Seeking Impact: Using theories of change to assess and guide corporate climate action — Guidance for boards
We can’t rely on risk because the transition we need in the economy requires a positive, transformative effort, not the conservation of the status quo. ‘Transition risk’ is a risk only because we collectively want and need a transition.
For board members in particular, it’s tempting to view climate change in terms of risk. You need to understand the risks your company faces, and climate change is full of them: the physical risk of climate change itself; ‘transition risk’, a package of potential costs or losses related to making or not making the transition to net zero; regulatory risk, if you fall foul of all the new standards and reporting requirements; reputation risk, if you disclose the impacts your business has and then don’t address them, or fail to disclose them in the first place.
Investors, banks, other boards, even regulators, all encourage the risk perspective — partly because the risks are real and need managing, and also because they all have statutory roles that give them clear mandates to manage risk, and less clear mandates to manage societal and planetary impacts directly. So, it would suit everybody if we could achieve our shared climate goals — the goals of the Paris Agreement — solely through the medium of risk. But we can’t. The experience of the past few years is that the conviction that we can is a convenient untruth.
We can’t rely on risk because the transition we need in the economy requires a positive, transformative effort, not the conservation of the status quo. ‘Transition risk’ is a risk only because we collectively want and need a transition. And we have learned empirically that what we would expect to see if banks and asset managers were really driving portfolio companies to act on climate, or if asset owners were really driving asset managers to act on climate, is not what we see happening in practice (see table). Clearly the financial sector has a crucial role to play, but expectation can only meet reality if organisations can carve a direct line to impact.
So how can companies seek impact directly? How can boards ensure that they do? How can you challenge and validate the causal links that connect what your organisation does to the impact you want to see?

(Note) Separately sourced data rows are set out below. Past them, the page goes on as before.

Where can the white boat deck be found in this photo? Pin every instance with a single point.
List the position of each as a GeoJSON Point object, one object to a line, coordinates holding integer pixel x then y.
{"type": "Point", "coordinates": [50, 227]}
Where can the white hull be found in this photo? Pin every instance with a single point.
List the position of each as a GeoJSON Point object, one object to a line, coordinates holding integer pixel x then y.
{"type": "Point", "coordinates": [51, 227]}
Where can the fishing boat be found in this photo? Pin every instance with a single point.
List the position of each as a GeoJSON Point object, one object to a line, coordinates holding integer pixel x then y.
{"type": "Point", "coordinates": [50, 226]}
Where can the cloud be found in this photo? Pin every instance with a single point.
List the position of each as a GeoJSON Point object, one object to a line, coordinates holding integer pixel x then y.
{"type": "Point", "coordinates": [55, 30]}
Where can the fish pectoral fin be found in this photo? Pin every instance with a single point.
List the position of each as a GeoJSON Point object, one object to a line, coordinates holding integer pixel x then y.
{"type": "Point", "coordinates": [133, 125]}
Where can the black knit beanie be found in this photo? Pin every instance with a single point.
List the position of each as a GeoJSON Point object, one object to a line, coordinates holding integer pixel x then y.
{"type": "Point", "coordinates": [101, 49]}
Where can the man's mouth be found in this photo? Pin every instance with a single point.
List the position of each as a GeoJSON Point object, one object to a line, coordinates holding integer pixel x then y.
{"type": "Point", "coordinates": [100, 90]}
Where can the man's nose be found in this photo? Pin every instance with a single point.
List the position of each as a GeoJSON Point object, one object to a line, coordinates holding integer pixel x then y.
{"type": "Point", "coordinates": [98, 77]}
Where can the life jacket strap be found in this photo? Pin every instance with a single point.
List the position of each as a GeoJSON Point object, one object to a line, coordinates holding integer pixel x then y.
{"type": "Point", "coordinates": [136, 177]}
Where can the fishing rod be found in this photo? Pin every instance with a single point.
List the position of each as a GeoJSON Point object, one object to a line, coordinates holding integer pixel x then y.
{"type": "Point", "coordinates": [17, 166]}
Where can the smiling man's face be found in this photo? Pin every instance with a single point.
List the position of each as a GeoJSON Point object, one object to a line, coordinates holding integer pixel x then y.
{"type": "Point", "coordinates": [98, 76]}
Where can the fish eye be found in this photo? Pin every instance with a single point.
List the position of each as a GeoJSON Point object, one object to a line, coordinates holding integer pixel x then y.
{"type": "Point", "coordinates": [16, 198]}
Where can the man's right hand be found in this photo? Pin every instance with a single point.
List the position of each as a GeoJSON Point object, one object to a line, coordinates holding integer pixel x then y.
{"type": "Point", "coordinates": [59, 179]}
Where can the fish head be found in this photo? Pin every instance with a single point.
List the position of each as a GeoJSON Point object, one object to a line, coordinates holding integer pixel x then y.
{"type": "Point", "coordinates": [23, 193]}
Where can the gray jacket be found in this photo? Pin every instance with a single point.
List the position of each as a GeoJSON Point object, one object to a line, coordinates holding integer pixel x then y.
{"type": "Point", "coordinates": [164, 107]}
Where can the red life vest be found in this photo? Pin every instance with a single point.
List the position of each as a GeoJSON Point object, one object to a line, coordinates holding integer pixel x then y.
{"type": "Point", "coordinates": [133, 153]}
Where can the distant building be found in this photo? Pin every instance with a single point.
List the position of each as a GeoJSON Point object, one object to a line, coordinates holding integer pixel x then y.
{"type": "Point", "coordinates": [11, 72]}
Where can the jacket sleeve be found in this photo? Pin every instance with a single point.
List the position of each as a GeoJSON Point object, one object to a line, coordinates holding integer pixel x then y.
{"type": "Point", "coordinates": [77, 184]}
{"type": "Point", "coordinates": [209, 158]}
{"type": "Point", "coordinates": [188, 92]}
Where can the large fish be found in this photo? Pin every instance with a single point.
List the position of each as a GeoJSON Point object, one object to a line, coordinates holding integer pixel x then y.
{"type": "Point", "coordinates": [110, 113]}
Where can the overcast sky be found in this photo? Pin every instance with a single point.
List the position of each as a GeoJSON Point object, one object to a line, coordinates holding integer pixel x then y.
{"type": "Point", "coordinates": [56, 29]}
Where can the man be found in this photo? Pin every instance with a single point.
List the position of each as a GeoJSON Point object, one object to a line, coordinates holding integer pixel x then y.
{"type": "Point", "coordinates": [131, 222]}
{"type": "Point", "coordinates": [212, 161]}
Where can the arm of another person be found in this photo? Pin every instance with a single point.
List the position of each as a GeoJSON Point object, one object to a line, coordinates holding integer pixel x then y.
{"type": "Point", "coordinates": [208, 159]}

The answer to all these questions is to use a theory of change. This is what happens in the non-profit, philanthropic and public policy sectors, where seeking impact has been the norm for a long time.
Some organisations use a theory of change just as a statement of belief. But the core idea of a theory of change, as it was conceived in the 1990s, is that assumptions should be made explicit, and then tested. The value is not in the theory itself; it is in the practical validation of the theory. This validation aspect makes theories of change particularly well suited for use by boards. It provides a framework for interrogating whether the activities that an organisation are focused on are truly, causally linked to impact in the way that is claimed.
Although the approach comes from the philanthropic sector, it fits well with how companies already think about strategy and planning. It works from a vision of an external goal, to an insight about how that goal could be achieved, to strategy, to execution. It forces you to ask: What is the specific end state we are working to achieve? What are the barriers to achieving that state? What will break through them? How can we enable those breakthroughs, given who we are? And what must we do to create those enablers?
These questions lead to commercial opportunities as well as societal impact. They shift management focus and metrics from emissions, which are influenced by many factors and only partly under your control, to the strategic drivers of those emissions, which you can manage and build a business around.
Answering these questions may also reveal what the company cannot do, and shouldn’t pretend to. Corporate climate action on the scale we need will require substantial government support and protection. One of the biggest mistakes in the past few years has been for the private sector to give the impression that ‘we’ve got this’, and inadvertently allow governments to relax. By building the government role explicitly into a theory of change, rather than treating the policy environment as an exogenous dependency, we can bring about the constructive collaborations we will need.